Based on a two-book sampling, I’m not sure M.M. Buckner’s novels entirely work for me, particuarly when it comes to structure. But she’s an interesting writer with spotless, engaging prose and strong themes, and I find her work highly readable and thought-provoking.
That’s certainly true of the fuzzily plotted but vividly imagined The Gravity Pilot (2011), an extended environmental metaphor set in a post-collapse dystopia. Orr Sitka is a skydiving enthusiast living a simple life in the Aleutians off the coast of Alaska. All he wants is to share his life with girlfriend Dyce, and to fall free from great heights. Unfortunately, these conditions seem to be mutually exclusive, so that when Orr makes a record-setting skydive that captures the eye of the media, Dyce is abandoning him for a digital archiving job in the underground city of Seattle. Enter Vera Luce, an ambitious media producer looking to leverage Orr’s newfound fame. Thanks to Vera, Orr finally has the financial freedom to pursue his passion with impunity. But pressures placed by his new corporate masters, and his unwavering love for Dyce, motivate him to defy fame and fortune.

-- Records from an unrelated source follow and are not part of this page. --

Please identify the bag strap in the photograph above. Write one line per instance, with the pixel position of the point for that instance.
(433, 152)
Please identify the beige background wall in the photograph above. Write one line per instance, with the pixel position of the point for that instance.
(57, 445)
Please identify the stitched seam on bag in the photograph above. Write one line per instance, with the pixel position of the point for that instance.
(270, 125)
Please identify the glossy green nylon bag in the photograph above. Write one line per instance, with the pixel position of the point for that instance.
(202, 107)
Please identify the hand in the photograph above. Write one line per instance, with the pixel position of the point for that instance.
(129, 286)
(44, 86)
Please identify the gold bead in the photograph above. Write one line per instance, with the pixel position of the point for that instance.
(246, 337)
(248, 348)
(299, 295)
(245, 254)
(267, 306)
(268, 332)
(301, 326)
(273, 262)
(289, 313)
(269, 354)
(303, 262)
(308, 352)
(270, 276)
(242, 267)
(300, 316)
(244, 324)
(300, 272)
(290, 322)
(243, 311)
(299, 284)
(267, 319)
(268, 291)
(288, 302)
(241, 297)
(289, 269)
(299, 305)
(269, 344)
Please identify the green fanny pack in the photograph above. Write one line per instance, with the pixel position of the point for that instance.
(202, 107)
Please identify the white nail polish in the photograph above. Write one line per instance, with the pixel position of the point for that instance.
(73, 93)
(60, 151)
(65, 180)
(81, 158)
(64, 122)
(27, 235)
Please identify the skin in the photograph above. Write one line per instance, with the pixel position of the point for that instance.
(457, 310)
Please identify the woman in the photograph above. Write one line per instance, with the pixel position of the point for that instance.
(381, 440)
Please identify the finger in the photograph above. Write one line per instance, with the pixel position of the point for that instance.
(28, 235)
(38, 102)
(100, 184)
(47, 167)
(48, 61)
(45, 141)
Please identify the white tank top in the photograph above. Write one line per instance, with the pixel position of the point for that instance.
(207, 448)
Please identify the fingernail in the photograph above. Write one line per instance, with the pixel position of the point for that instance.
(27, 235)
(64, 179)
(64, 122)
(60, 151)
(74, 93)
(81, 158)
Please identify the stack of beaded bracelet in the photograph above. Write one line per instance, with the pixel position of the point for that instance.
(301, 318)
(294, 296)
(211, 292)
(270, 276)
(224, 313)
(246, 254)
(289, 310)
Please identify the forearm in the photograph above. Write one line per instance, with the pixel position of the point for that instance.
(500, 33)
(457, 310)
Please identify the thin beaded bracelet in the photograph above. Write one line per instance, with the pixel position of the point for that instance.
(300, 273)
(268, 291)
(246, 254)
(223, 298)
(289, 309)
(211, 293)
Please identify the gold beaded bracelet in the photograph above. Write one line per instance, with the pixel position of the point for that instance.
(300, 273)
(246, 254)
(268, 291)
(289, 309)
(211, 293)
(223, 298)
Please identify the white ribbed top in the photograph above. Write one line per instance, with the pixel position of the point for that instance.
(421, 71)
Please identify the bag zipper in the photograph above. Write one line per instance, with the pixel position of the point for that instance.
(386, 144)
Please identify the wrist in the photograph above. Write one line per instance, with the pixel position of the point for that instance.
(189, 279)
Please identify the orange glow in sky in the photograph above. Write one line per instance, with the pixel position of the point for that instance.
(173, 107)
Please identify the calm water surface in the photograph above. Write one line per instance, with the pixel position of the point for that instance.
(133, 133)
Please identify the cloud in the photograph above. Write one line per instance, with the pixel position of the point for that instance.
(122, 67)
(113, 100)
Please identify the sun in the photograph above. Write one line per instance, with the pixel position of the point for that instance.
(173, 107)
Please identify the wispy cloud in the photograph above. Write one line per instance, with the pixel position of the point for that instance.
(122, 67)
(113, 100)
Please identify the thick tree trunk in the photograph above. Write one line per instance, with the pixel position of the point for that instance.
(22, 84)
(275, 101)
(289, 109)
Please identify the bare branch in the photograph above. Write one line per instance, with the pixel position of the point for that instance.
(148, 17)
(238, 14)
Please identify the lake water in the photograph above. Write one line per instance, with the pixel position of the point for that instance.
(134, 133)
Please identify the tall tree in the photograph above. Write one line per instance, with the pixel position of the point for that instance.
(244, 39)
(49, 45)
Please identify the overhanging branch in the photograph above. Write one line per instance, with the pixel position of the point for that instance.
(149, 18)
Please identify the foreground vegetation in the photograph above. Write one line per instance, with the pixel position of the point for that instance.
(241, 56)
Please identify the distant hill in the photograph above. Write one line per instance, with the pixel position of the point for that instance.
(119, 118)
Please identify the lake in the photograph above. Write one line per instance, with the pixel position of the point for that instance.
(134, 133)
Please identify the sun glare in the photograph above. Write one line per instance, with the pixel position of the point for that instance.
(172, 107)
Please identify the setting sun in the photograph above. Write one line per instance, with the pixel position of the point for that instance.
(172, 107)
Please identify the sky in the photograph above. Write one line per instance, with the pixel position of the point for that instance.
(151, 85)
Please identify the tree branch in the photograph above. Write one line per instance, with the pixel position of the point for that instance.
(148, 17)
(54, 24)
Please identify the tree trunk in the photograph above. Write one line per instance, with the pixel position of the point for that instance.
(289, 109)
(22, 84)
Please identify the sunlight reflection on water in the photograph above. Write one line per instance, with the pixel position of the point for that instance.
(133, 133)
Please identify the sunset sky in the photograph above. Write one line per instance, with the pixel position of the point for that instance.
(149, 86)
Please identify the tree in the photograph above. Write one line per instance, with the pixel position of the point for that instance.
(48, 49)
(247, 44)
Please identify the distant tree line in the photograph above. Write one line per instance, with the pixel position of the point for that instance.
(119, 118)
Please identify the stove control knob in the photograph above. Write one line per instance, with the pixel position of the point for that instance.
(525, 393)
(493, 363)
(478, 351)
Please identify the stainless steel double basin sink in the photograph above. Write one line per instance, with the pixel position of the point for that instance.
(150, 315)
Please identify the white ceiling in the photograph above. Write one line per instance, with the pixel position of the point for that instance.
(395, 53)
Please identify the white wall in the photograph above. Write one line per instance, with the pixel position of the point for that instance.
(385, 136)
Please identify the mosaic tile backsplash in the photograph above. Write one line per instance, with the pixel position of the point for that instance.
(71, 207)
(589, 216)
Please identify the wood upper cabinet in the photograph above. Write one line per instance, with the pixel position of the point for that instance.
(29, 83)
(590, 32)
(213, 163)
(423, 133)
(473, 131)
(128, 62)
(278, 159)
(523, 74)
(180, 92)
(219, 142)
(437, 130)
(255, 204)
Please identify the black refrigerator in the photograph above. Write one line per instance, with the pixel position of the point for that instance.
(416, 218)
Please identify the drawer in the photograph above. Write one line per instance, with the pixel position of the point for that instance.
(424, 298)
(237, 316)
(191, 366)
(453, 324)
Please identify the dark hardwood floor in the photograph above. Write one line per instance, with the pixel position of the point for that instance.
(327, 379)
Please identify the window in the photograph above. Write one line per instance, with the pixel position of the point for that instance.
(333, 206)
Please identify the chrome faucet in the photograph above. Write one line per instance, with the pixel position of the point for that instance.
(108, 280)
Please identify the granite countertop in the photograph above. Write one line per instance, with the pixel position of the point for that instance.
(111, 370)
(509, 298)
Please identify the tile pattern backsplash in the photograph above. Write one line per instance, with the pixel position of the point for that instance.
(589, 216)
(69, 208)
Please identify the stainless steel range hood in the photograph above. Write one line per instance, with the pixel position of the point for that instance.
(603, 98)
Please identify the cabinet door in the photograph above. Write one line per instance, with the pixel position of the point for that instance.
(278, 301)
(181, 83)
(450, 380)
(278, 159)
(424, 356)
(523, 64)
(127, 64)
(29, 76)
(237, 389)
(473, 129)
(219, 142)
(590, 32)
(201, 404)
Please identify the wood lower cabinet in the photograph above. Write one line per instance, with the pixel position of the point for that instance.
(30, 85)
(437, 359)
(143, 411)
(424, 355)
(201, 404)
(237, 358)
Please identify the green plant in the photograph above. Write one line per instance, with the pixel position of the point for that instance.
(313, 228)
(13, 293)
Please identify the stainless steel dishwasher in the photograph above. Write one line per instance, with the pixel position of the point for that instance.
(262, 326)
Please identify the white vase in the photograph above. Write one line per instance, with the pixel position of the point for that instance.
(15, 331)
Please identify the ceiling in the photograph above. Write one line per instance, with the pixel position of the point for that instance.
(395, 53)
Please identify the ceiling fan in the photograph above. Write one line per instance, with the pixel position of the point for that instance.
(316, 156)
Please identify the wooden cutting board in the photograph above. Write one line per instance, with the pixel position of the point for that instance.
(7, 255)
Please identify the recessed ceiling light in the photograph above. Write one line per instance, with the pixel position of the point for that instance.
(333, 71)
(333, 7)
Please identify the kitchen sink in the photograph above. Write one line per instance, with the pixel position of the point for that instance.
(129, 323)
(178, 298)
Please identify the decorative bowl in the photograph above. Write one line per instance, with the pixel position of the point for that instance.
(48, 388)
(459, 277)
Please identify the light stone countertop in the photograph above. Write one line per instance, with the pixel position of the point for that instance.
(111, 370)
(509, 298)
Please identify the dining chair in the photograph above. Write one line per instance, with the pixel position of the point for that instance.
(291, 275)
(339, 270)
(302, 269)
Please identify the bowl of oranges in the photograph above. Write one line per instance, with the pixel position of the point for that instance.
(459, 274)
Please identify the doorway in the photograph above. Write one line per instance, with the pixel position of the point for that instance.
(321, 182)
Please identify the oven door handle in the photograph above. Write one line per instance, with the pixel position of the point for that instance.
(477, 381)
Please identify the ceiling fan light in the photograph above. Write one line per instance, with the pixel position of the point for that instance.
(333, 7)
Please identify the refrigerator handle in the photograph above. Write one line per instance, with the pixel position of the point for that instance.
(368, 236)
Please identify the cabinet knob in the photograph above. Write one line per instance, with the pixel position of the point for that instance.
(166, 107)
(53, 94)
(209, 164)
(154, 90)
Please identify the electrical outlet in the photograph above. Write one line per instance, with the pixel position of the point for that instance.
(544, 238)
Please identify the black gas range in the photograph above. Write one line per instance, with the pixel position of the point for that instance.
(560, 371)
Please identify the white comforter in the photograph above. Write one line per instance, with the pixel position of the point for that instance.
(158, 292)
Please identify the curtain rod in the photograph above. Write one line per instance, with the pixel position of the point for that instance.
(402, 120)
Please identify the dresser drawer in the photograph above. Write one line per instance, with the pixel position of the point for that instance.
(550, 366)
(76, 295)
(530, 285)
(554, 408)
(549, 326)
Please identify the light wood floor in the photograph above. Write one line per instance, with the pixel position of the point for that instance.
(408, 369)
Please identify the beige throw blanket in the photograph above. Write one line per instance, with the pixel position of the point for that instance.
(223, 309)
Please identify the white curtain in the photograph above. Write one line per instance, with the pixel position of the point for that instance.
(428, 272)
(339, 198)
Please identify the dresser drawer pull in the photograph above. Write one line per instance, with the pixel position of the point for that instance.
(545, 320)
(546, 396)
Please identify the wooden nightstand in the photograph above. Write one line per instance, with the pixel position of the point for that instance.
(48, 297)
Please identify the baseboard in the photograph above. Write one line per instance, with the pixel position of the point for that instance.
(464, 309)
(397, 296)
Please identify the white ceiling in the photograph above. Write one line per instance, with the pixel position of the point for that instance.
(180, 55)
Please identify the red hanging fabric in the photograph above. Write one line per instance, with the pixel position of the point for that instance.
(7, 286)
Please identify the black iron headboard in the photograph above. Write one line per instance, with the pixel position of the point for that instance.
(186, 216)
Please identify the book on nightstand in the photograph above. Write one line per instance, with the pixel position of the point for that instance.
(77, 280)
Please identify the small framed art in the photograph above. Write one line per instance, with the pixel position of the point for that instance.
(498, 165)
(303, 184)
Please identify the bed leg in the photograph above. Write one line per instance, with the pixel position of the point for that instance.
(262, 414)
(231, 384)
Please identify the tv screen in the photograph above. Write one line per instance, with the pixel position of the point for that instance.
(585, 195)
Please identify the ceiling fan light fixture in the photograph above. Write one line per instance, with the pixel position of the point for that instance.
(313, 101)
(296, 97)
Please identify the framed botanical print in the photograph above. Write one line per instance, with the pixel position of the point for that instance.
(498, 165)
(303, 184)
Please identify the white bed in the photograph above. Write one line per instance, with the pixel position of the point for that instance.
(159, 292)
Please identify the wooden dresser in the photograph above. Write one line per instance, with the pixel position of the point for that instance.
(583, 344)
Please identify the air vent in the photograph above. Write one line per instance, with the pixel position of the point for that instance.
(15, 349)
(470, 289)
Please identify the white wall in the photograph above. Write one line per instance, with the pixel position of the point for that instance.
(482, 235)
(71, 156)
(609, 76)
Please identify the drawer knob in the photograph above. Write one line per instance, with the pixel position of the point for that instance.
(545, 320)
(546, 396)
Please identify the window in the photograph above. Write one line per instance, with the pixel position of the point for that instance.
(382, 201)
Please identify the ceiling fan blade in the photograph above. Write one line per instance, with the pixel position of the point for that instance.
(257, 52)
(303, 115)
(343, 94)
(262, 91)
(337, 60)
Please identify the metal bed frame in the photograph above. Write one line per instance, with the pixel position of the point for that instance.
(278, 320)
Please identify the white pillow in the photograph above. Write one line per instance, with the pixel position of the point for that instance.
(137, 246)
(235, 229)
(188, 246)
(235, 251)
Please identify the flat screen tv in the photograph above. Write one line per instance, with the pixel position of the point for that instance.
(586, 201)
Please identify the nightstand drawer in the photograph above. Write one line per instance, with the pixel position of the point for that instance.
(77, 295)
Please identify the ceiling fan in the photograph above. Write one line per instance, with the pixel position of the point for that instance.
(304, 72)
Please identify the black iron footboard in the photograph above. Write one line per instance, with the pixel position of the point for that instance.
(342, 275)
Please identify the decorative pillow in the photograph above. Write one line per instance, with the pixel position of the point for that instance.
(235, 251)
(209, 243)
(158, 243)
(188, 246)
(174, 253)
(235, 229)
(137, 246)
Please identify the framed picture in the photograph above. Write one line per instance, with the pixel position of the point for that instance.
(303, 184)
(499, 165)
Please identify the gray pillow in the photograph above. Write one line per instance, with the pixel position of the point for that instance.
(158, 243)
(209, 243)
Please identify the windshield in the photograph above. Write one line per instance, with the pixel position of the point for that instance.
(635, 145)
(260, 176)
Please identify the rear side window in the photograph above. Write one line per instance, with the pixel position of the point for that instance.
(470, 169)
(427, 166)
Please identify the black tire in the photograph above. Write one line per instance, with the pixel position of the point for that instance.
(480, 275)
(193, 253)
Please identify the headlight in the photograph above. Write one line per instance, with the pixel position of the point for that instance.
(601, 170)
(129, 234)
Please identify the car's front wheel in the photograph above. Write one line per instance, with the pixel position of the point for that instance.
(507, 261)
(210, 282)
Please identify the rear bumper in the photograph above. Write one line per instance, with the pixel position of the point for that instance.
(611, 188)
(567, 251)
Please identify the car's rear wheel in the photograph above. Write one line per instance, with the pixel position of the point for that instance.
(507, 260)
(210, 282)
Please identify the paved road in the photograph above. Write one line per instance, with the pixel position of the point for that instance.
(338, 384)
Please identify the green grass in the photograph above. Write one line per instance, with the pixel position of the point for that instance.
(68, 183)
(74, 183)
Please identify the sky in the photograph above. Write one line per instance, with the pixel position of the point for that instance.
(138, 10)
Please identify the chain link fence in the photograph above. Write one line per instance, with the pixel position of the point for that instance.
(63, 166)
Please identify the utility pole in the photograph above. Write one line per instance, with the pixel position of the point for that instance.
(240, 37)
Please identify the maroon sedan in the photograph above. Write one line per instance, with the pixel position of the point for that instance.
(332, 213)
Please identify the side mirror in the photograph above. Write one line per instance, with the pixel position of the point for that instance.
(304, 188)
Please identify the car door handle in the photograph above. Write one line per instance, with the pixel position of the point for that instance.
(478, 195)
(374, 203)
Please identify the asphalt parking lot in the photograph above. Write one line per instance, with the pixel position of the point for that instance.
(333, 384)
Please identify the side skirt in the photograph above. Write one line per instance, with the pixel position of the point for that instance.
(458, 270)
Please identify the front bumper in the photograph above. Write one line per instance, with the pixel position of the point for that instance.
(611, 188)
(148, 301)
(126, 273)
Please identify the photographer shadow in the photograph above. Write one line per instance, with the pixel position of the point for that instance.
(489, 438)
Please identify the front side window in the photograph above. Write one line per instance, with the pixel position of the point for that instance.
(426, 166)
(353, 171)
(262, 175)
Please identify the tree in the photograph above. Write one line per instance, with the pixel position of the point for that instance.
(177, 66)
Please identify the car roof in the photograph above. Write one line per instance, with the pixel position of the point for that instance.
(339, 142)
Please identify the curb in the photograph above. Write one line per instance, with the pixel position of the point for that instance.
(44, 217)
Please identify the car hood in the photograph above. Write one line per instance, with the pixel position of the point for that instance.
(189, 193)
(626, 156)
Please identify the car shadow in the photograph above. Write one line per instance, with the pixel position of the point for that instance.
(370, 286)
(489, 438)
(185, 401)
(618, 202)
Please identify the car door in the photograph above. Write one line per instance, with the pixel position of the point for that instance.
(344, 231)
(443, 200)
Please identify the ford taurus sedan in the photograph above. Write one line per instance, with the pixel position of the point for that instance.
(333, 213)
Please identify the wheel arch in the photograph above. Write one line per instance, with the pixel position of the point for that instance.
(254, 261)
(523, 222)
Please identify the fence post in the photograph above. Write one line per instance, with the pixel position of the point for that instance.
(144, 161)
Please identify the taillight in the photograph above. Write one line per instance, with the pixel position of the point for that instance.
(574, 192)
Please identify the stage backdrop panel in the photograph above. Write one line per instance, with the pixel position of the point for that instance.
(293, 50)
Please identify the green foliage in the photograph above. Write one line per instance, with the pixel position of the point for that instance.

The Gravity Pilot commits wholeheartedly to its skydiving material, to important effect, and the book’s post-collapse backdrop is effective. Buckner’s characters are nicely defined, and her prose reads effortlessly. Where the novel fell short for me was in its plot: plenty of things happen, but it’s often difficult to see the story’s shape or to feel the stakes. Individual scenes compelled me, but they never quite propelled me further into the story; only near the very end did events truly escalate.
Yet the book read smoothly enough, and as with Watermind, I came away from it thinking. Buckner’s world-building is in service to powerful themes, and the more I looked at the book as metaphor, the more it connected. Running through the novel is a sharply rendered environmental dichotomy: there’s the outdoor, physical world (the Aleutians, the remote island geography, Orr’s death-defying passion) and the indoor, virtual one (the claustrophobia of Seattle, the Luces’ media-peddling, Dyce’s VR addiction). This stark thematic split anchored my read. As pure storytelling, this one didn’t quite hit it out of the park, but as commentary on human behavior in the twenty-first century, I found it intriguing and insightful fiction.